I am trying to create an index on text embeddings for a RAG system with Milvus 2.5.x as vector database in Python. I have already create the collections and populated them. My dataset size is quite small as this is a research project: one collection with 500 rows and another with 53 rows.
My current setup is as follows:
from pymilvus import MilvusClient
client = MilvusClient('../data/task_embeddings.db')
client.load_collection('collection')
client.drop_index('collection', 'problem_statement_embeddings') # Ensure clean precondition before trying to create index
client.describe_index('collection', 'problem_statement_embeddings') # Check whether the last statement worked as expected
index_params = MilvusClient.prepare_index_params()
index_params.add_index(
index_name='problem_statement_embeddings',
field_name="vector",
index_type="FLAT",
metric_type="COSINE",
)
client.create_index('collection', index_params, sync=True)
This code runs through fine. However, when I then try to check the index with client.describe_index('collection', 'problem_statement_embeddings')

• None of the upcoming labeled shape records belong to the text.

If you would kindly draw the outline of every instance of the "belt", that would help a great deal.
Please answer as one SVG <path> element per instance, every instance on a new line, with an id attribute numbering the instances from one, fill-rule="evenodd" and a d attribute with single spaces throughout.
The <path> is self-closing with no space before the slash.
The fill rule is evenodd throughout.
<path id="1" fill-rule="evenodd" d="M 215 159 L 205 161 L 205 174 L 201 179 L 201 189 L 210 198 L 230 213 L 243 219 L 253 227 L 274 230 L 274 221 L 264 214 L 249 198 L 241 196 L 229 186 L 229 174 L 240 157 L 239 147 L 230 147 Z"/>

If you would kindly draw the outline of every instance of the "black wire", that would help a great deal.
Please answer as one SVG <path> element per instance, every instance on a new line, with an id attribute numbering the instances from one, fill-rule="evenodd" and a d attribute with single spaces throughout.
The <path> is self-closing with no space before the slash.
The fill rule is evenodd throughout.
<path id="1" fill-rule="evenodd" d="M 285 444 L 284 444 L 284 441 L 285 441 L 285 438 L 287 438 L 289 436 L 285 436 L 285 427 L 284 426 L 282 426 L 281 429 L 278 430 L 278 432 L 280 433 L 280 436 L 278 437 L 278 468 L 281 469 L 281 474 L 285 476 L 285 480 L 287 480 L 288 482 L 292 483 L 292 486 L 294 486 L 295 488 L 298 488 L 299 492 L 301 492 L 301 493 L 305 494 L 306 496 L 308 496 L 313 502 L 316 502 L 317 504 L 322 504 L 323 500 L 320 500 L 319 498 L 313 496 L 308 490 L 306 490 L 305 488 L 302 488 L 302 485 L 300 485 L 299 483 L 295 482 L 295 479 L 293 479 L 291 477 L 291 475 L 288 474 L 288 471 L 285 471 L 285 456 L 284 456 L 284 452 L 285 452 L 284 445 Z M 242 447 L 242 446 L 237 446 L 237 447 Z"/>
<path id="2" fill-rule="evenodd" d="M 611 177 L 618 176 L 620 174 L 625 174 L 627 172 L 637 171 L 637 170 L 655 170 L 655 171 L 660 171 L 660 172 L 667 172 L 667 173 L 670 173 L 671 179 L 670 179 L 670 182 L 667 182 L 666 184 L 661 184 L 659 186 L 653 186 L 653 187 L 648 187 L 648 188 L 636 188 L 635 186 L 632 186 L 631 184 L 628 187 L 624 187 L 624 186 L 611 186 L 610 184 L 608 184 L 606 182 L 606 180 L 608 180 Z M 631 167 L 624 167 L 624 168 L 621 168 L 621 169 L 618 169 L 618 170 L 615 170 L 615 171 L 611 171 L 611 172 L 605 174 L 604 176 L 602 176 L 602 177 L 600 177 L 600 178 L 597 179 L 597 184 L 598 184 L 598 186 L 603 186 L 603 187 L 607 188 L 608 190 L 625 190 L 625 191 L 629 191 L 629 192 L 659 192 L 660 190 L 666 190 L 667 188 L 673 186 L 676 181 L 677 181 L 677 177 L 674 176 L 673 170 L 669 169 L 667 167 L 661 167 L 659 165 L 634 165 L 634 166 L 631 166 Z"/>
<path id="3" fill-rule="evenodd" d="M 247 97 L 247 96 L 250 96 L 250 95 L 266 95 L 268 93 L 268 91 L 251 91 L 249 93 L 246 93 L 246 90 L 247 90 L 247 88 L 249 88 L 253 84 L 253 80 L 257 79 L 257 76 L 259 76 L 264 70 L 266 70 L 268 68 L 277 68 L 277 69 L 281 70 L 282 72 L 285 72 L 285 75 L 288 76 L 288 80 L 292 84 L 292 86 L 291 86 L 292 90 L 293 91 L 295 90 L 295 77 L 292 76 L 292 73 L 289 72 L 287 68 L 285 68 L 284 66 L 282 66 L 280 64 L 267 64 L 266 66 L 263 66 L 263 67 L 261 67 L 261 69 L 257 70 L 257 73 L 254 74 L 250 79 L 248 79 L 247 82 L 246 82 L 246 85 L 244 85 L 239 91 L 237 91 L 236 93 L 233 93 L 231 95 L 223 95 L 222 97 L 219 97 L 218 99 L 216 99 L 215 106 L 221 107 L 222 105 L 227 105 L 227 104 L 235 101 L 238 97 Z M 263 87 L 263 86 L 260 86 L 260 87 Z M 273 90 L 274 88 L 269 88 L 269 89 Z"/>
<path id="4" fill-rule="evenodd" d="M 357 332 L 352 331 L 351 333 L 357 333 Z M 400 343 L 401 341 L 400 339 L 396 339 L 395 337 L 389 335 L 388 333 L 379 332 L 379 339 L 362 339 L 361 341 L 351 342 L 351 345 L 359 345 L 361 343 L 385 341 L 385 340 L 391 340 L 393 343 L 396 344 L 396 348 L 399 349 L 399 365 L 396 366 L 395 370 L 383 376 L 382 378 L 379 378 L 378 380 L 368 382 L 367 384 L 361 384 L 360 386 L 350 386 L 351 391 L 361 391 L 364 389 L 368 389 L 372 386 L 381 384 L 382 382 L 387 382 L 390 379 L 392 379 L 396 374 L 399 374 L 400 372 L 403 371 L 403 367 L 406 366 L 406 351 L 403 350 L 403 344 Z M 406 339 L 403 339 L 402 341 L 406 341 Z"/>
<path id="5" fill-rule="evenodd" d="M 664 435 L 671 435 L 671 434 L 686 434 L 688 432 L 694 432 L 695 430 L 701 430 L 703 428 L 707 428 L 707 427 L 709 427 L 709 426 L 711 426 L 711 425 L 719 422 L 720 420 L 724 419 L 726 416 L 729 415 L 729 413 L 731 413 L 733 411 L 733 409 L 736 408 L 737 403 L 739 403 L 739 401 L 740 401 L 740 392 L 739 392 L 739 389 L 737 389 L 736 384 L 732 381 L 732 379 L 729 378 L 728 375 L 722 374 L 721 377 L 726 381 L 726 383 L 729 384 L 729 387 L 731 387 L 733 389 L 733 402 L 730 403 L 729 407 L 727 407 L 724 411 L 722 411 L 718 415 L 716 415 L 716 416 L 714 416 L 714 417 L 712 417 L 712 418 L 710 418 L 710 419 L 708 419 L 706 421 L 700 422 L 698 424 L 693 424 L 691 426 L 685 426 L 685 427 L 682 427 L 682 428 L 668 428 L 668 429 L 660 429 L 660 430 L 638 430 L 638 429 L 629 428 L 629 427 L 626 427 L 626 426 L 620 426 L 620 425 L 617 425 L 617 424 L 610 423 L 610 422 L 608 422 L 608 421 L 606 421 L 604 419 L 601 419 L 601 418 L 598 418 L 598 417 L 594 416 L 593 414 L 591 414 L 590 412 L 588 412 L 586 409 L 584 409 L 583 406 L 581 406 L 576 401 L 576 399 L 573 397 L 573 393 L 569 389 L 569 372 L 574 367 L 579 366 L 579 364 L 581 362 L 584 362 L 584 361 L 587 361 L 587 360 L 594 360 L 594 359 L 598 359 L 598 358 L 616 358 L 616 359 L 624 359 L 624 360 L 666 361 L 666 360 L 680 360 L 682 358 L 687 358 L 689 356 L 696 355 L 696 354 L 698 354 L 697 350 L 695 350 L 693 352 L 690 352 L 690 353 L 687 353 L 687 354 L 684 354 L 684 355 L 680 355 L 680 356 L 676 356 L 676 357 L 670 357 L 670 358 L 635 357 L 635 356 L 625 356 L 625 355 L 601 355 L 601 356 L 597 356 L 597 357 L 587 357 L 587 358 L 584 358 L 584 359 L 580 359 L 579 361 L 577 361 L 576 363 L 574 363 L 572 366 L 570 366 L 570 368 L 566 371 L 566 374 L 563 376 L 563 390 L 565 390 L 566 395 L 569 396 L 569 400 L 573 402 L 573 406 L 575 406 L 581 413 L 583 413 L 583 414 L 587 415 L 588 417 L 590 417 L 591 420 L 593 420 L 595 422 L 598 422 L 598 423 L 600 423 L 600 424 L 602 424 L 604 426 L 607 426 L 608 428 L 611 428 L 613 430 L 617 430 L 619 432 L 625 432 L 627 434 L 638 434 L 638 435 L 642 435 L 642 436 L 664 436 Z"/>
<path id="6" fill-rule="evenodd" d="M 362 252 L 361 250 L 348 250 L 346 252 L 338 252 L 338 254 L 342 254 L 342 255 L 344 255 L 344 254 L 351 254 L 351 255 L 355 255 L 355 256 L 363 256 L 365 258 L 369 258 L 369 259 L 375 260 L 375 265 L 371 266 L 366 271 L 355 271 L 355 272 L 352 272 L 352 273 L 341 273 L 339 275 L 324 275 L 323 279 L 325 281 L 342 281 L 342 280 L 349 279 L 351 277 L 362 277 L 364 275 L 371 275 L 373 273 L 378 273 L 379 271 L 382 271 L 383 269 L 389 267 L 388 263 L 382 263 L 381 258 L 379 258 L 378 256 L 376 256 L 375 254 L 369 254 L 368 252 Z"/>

I get the following output:
{'index_type': 'FLAT',
'metric_type': 'COSINE',
'dim': '768',
'field_name': 'vector',
'index_name': 'problem_statement_embeddings',
'total_rows': 0,
'indexed_rows': 0,
'pending_index_rows': 0,
'state': 'Finished'}
Indicating that no rows were indexed. If I run a search query, I do still get a result. I suppose at my dataset size it does not matter too much whether the data is indexed, but I would still like to understand what is going on here to ensure that I dont run into unexpected behaviour later.
Edit: I have opened an issue in the Milvus repo
This is just because the FLAT index is a brute-force operation and no indexing is performed, this is expected according to the maintainers. However it is pretty poor UX that this isnt documented.